Experience of the test, enablers/barriers of screening, and factors associated with screening preferences will be described for each group (mail-out or clinic-based), by ethnicity and demographic factors. Standard descriptive statistical methods will be used. T-tests and Chi-square tests will be used to assess statistical significance. Multiple linear or logistic regression (as appropriate) will be used to compare these responses between the two groups (mail-out or clinic-based), adjusting for potential confounders.

Sample size

We aim to invite a minimum of 3550 un- or under-screened (≥5 years overdue) Māori, Pacific and Asian women (1050, 1250, 1250 respectively) for screening. The invitation numbers are pragmatically based on the number of eligible women in the region and study resources. With 450 Māori women invited in both the clinic and mail-out self-sampling groups we will have > 95% power to detect a 10% difference in uptake between the groups (e.g., 15% uptake in the clinic group and 25% in the mail-out group). With 450 Māori women invited in the clinic self-sampling group and 150 Māori women invited in the usual care group we will have > 85% power to detect a 10% difference in uptake between the groups (e.g., 15% uptake in the clinic group and 5% in the usual care group).

Ethical and cultural considerations

The study has been approved by the New Zealand Northern B Health and Disability Ethics Committee (HDEC) (reference: 17/NTB/120). The New Zealand Ministry of Health (including the National Kaitiaki Group) and the participating DHBs, PHOs, and primary-care clinics have all given approval for the use of data to identify and contact eligible women.

There are a range of ethical and cultural issues in this study. The issues include informed consent, privacy and confidentially, language barriers (especially for Pacific and Asian women), health literacy and awareness of screening, sampling and storage of tissue, data ownership, and that for some women (especially Māori women) the genital area is considered tapu (sacred/forbidden/taboo). Whakamā (embarrassment/reticence/shyness) may be an issue for some women in this study, and appropriate ways to approach women will be co-designed with each provider; a range of strategies are likely to be required. There is also the issue of potential stigmatisation (e.g. a deficit focus for un-screened/under-screened women); however, this study seeks a strength-based approach of enabling women to access a novel technology to enhance their wellbeing.

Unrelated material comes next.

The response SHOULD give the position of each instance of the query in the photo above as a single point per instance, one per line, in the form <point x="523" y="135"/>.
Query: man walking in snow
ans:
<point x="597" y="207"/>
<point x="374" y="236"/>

Our research group includes substantial research expertise with Māori health, Māori research methodology, and research with women, screening, and in cervical screening specifically. The study has an advisory group structure for each of the study populations: Māori, Pacific and Asian.

Discussion

The success of cervical-cancer screening in New Zealand is limited by incomplete participation, particularly amongst Māori, Pacific and Asian women. More than half of the invasive cervical cancer cases among these populations occur in those who have not attended cervical screening [5]. Improving participation rates and reducing outcome inequities are priorities for New Zealand’s health system. The longstanding nature of these problems shows that new strategies are needed. HPV self-sampling may improve the participation rates in groups of women who are underserved by current screening programmes that require a clinician-collected sample [34]. However, it is important to assess the acceptability and optimal invitation approaches for self-sampling in New Zealand in order to provide the country-specific evidence needed to inform policy. The current trial will provide robust evidence on whether HPV self-sampling could be used to increase cervical screening participation rates in un- and under-screened Māori, Pacific, and Asian women. This trial is the first to evaluate the effectiveness of mailed self-sampling for cervical-cancer screening in New Zealand, and one of the first internationally to evaluate the effectiveness of opportunistic in-clinic invitations for self-sampling.